Cogí mi velero y corrí hacia la bicicleta. De regreso en la florería, hice lo que jamás había tenido el valor de hacer: revisé los desordenados archivos del señor Olsen, y encontré lo que buscaba. Podía leerse su mala letra: “Penniman: 52 rosa de veinticinco centavos”: trece dólares pagadas por adelantado.
– ¡Vaya, vaya!, pensé.
Pasaron los años, y un buen día regresé a la florería del señor Olsen. Nada había cambiado. El anciano estaba preparando un ramillete de gardenias, como en otro tiempo.
Charlamos un rato. De pronto le pregunté:
– ¿Qué ha sido de la señorita Caroline? Seguramente la recuerda; a la que yo le llevaba rosas.
– ¿La señorita Caroline? – repitió, a la vez que asentía con la cabeza – . Pues … se casó con George Halsey, y es dueña de la farmacia. Excelente hombre, tiene gemelos.
¡Ah! – exclamé sorprendido.
Decidí demostrarle al anciano cuán astuto había sido yo:
– ¿Cree usted que la esposa del señor Penniman llegó a saber que él le enviaba flores a su ex novia?

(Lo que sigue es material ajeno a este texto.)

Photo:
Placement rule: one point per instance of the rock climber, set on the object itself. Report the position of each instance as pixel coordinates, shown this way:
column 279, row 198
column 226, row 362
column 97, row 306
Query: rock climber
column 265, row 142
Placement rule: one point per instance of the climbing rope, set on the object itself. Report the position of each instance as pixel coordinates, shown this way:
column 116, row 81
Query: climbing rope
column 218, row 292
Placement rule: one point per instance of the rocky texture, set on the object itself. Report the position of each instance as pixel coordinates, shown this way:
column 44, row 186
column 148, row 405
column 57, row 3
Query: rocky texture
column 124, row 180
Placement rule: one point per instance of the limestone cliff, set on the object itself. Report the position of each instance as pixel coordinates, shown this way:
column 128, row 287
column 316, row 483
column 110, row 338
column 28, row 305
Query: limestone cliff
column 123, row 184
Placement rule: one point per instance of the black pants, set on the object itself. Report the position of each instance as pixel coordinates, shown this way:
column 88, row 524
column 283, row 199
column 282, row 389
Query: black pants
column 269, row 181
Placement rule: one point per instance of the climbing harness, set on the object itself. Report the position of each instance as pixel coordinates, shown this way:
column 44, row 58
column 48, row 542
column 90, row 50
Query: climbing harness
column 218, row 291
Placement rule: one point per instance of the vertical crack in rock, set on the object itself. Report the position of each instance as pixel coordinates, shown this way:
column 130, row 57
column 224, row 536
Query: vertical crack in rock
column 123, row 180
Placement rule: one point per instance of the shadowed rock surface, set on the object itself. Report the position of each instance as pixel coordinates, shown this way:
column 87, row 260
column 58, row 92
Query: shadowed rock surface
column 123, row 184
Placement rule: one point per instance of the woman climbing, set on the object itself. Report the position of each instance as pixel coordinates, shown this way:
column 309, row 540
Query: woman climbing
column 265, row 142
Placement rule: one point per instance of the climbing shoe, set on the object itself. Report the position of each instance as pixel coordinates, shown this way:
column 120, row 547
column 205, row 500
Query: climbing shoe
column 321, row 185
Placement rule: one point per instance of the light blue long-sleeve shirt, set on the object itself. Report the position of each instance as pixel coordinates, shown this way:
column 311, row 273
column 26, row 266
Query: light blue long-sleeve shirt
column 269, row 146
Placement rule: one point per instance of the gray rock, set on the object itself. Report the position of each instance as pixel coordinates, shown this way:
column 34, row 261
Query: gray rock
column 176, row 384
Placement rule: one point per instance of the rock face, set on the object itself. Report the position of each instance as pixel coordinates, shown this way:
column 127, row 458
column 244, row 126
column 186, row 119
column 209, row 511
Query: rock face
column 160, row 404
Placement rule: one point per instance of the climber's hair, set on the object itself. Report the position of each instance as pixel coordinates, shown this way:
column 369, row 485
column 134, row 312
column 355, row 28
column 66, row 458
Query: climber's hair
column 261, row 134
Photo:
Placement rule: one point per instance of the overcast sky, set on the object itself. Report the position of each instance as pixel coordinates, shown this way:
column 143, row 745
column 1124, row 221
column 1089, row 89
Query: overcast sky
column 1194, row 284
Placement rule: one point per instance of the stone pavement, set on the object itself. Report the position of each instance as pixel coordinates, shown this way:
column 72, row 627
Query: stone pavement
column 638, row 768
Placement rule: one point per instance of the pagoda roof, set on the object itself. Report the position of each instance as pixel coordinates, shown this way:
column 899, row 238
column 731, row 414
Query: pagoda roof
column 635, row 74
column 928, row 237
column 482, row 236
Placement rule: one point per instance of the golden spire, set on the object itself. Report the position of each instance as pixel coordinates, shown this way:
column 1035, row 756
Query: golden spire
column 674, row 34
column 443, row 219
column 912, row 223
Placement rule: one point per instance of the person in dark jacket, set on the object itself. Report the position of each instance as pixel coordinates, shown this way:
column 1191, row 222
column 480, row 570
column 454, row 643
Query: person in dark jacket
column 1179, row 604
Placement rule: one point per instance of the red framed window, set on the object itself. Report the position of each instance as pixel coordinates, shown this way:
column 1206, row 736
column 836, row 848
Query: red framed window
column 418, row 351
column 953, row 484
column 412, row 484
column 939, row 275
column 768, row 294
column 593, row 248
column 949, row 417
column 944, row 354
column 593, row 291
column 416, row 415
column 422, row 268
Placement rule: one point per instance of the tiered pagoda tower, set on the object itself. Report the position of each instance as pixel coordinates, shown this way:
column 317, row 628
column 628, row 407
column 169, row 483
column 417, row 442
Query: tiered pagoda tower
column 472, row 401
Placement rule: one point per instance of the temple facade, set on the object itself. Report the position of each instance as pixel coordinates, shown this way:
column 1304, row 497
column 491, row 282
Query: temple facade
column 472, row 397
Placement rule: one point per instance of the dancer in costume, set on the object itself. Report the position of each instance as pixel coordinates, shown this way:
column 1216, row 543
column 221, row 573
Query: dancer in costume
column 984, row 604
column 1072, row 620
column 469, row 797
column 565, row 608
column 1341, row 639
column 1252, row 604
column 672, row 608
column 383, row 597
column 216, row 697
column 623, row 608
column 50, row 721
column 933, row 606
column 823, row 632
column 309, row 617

– James, nunca fuiste muy listo. No era Jeffrey Penniman quien las mandaba. Él ni siquiera se enteró de eso.
– Entonces, ¿quién?
– Una dama – contestó. Colocó cuidadosamente las gardenias en una caja – . Una dama que aseguró no estar dispuesta a permitir que la señorita Caroline se convirtiera en martir por causa de ella. Christine Penniman era quien las enviaba.
El señor Olsen cerró la caja con resueltos ademanes y concluyó: “¡Esa dama si tenía valor y carácter!”
Por Arthur Gordon
Relato tomado del original “A rose a Miss Caroline”, del “Through Many Windows”, 1983.